Dans un pays où le ministére de l’Education nationale est cornaqué par un spécialiste du marketing qui a exercé son art dans l’univers exaltant des cosmétiques et des produits destinés aux capilliculteurs , il n’est pas étonnant que l’on soit interpellé de temps à autre par des décisions qui s’inscrivent naturellement dans le champ d’un libéralisme du meilleur ton*, et sur le mode ultra.
Ainsi de cette décision du nouveau ministre de la culture : la nouvelle politique culturelle engagée "se fixe deux objectifs principaux qui sont les éléments d’une statégie de démocratisation culturellere définissant dans sa globalité l’inclination du Ministère de la culture et de la communication dans ce champ"

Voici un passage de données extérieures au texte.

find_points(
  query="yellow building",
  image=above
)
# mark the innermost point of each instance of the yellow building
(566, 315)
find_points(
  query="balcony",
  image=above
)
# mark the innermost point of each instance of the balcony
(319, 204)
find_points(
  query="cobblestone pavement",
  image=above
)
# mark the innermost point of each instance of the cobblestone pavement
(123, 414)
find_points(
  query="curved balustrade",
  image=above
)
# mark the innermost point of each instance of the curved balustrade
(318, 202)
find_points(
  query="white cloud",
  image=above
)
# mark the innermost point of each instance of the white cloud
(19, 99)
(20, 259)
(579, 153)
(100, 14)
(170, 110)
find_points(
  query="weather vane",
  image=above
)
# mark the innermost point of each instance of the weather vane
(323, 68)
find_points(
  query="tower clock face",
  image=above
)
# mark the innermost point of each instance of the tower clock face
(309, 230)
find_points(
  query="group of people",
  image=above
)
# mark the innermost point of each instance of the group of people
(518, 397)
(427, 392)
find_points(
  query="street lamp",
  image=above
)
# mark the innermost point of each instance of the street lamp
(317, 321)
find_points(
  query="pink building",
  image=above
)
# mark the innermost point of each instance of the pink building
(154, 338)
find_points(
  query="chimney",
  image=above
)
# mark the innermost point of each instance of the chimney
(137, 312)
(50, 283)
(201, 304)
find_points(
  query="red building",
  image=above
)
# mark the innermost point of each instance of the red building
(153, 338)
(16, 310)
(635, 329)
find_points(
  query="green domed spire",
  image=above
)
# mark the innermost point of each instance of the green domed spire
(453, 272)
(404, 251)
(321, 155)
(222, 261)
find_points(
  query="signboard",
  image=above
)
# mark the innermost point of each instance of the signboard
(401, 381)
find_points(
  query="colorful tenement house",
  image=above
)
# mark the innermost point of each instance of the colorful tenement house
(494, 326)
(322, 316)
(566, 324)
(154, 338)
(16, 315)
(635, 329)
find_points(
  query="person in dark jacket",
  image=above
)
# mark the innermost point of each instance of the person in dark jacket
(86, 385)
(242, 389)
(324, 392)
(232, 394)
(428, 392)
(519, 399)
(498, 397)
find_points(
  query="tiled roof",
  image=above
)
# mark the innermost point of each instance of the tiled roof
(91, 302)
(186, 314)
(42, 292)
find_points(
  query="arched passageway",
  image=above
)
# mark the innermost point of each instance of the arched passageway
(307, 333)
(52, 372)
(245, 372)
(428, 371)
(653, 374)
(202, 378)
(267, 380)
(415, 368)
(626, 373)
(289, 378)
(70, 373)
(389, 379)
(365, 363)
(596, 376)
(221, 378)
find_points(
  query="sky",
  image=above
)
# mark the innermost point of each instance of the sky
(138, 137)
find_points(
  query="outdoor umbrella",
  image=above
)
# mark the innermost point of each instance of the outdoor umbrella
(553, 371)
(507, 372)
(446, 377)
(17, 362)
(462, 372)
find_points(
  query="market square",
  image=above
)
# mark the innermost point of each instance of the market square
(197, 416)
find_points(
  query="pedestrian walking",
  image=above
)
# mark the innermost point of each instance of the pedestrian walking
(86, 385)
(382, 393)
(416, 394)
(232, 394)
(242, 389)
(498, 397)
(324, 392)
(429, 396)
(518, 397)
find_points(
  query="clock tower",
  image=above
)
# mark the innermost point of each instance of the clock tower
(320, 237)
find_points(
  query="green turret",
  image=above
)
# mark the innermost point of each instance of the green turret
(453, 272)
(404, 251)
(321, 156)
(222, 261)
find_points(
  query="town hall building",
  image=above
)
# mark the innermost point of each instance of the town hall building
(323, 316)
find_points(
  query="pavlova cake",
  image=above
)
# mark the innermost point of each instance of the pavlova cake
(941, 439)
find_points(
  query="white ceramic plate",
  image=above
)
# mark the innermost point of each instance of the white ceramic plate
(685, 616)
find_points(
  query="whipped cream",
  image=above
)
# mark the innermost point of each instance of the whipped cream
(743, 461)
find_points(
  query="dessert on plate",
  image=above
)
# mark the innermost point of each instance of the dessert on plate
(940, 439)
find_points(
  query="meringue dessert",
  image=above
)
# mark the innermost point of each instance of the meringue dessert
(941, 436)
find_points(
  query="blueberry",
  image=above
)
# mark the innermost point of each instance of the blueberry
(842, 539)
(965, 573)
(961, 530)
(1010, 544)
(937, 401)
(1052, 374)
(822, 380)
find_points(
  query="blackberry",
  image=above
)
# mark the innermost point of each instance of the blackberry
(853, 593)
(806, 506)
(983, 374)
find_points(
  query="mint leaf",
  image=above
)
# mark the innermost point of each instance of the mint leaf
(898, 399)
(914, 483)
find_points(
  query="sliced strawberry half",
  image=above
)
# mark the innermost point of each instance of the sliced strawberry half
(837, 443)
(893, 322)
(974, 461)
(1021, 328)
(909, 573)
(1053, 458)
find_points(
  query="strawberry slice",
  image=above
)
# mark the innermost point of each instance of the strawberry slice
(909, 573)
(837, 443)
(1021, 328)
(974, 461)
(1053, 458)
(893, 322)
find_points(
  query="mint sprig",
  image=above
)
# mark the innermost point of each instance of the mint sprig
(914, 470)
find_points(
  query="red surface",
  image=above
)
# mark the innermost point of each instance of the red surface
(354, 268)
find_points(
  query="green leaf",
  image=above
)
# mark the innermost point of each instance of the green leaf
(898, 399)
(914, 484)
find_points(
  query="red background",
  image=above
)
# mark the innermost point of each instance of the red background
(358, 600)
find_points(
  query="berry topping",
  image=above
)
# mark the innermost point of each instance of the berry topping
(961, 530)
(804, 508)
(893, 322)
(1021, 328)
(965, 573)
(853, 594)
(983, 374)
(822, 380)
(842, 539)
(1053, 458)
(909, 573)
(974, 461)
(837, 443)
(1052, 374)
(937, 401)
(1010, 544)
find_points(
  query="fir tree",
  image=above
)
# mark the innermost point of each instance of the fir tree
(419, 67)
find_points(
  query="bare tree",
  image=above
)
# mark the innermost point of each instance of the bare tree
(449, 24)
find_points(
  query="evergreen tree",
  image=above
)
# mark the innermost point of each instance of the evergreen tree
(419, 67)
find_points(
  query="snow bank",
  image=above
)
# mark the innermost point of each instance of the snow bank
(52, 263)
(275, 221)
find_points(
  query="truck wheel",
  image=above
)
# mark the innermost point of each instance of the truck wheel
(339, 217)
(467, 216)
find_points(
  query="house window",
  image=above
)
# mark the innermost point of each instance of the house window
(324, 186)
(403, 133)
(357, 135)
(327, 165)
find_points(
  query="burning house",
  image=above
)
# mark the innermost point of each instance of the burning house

C’est comme ça qu’on cause global dans le champ, et ceux qui ironisent ne peuvent être que de mauvais français en mal d’identité et qui sont étrangers aux subtilités de l’inclination. Mais le meilleur est à suivre. Cible de cette nouvelle politique culturelle : "les groupes sociaux exilés", en gros les pauvres, les précaires, les jeunes, "les cloisonnés géographiques" ( en novlangue, les gens des cités, voire quelques ploucs) , qui sont éloignés de la culture par le "désintéressement individuel qui mène trop souvent à l’intimidation sociale". Fichtre !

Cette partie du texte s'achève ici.